Council prepares to consult on ‘critical’ proposals for next annual budget

We're getting ready to consult on a range of proposals that make up our draft budget for 2023/24.

The main entrance the Rutland County Council's Catrmose office and Council Chamber
The main entrance the Rutland County Council's Catrmose office and Council Chamber

Rutland County Council is getting ready to consult residents and businesses on a range of proposals that make up its draft annual budget for 2023/24.

The Council must set a balanced budget at the start of each year, explaining its financial position, how much is needed to run local services and where this money will come from.

Current economic conditions are placing huge pressure on the public sector, with the cost of delivering local services rising way beyond any increase in funding for councils.

Despite making savings in 2022, increased demand for services, rising energy prices and an inflation rate of 10% over the past 12 months mean it will cost Rutland County Council £6.1million more to deliver the same local services in 2023/24, compared to last year.

For example, just 12 months ago, the council was able to place vulnerable residents in care beds at a cost of £535 a week, if needed. Now the cost is reaching £900 a week. The Council will meet such extra costs through a combination of savings, additional investment income and business rates, Government funding, Councill tax and use of reserves.
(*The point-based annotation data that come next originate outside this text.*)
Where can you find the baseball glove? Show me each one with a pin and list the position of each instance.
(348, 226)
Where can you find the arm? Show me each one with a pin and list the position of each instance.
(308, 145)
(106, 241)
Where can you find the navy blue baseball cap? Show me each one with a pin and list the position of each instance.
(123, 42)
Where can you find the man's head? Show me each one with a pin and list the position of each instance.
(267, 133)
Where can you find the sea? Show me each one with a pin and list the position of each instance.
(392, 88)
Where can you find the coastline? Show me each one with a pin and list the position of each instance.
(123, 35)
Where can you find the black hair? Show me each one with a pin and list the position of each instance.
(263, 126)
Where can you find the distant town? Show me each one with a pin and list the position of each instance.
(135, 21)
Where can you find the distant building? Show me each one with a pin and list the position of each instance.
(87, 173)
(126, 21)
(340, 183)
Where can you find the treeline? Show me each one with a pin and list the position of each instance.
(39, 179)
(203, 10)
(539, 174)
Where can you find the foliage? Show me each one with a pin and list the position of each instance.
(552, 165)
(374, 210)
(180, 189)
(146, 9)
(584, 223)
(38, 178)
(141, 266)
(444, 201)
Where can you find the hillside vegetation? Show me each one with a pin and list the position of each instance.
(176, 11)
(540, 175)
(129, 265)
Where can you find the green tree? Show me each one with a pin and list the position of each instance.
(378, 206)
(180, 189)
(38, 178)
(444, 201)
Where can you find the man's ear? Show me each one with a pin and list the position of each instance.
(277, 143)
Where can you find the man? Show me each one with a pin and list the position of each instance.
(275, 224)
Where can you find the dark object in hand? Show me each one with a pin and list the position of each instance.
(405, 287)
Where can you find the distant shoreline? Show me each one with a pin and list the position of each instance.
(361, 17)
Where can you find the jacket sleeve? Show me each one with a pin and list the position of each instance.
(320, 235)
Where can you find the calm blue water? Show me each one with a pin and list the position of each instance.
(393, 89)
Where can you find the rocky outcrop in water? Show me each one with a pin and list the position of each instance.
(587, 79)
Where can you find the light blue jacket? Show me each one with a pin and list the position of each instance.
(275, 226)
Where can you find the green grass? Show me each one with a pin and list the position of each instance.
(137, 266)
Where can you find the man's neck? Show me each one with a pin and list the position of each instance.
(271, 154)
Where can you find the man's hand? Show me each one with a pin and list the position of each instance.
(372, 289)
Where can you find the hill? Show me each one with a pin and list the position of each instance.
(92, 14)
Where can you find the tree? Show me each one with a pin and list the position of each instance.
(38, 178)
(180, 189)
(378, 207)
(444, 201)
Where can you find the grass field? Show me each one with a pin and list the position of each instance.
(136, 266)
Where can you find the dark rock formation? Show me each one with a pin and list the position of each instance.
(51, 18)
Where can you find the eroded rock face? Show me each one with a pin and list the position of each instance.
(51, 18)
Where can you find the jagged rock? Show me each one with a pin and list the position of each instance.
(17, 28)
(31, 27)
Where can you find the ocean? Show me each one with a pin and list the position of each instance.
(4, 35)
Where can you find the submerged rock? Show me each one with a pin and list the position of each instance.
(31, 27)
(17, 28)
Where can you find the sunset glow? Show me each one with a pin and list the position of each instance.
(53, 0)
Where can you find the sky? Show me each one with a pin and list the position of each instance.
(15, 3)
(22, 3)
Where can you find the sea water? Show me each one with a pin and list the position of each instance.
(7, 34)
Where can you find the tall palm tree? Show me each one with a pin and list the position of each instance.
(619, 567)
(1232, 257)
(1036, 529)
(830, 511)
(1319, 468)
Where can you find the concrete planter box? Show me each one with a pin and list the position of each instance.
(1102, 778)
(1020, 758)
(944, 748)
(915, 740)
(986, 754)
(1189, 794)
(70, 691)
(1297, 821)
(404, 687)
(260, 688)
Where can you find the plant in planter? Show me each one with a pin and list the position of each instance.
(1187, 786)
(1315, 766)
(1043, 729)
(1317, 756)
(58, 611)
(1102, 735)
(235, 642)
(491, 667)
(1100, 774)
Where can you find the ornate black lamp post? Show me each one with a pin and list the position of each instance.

Rutland County Council recently approved a new Financial Sustainability Strategy that aims to use Council Tax, cost reductions and a safe amount of reserve funding (savings) to balance Rutland’s annual budget in each of the next four years. The total savings target over this period is around £4.9million, made possible by an extensive Transformation Programme that will reshape the organisation and change how local services are delivered.

The Council has already made savings of almost £12.5million in the 10 years between 2011 and 2021, helping to absorb some of the pressure caused by rising inflation and growing demand for key services like adults and children’s social care.

“Make no mistake, this is a critical budget. Global energy prices and soaring inflation are hurting households everywhere and heaping immense pressure on our public services, while they’re still recovering from the pandemic. As a council, we are left with little choice but to set a budget based on the stark reality of the current situation. In short, everything is costing more, from the diesel needed to fuel our bin lorries to the delivery of specialist services that protect our most vulnerable residents.

“With the 12-month rate of inflation calculated at 10% for 2022, the government expects all councils to raise Council Tax by the maximum amount allowed, as well as using reserves and making savings to balance their budgets and keep on delivering local services. This is what we must do. With local elections in May, councillors could quite easily place their electoral ambitions ahead of the county’s long-term needs by offering a Council Tax freeze and exhausting our reserves to pay for it. If we do this, our funding gap will grow beyond our control in the coming years and risk bankruptcy in the future.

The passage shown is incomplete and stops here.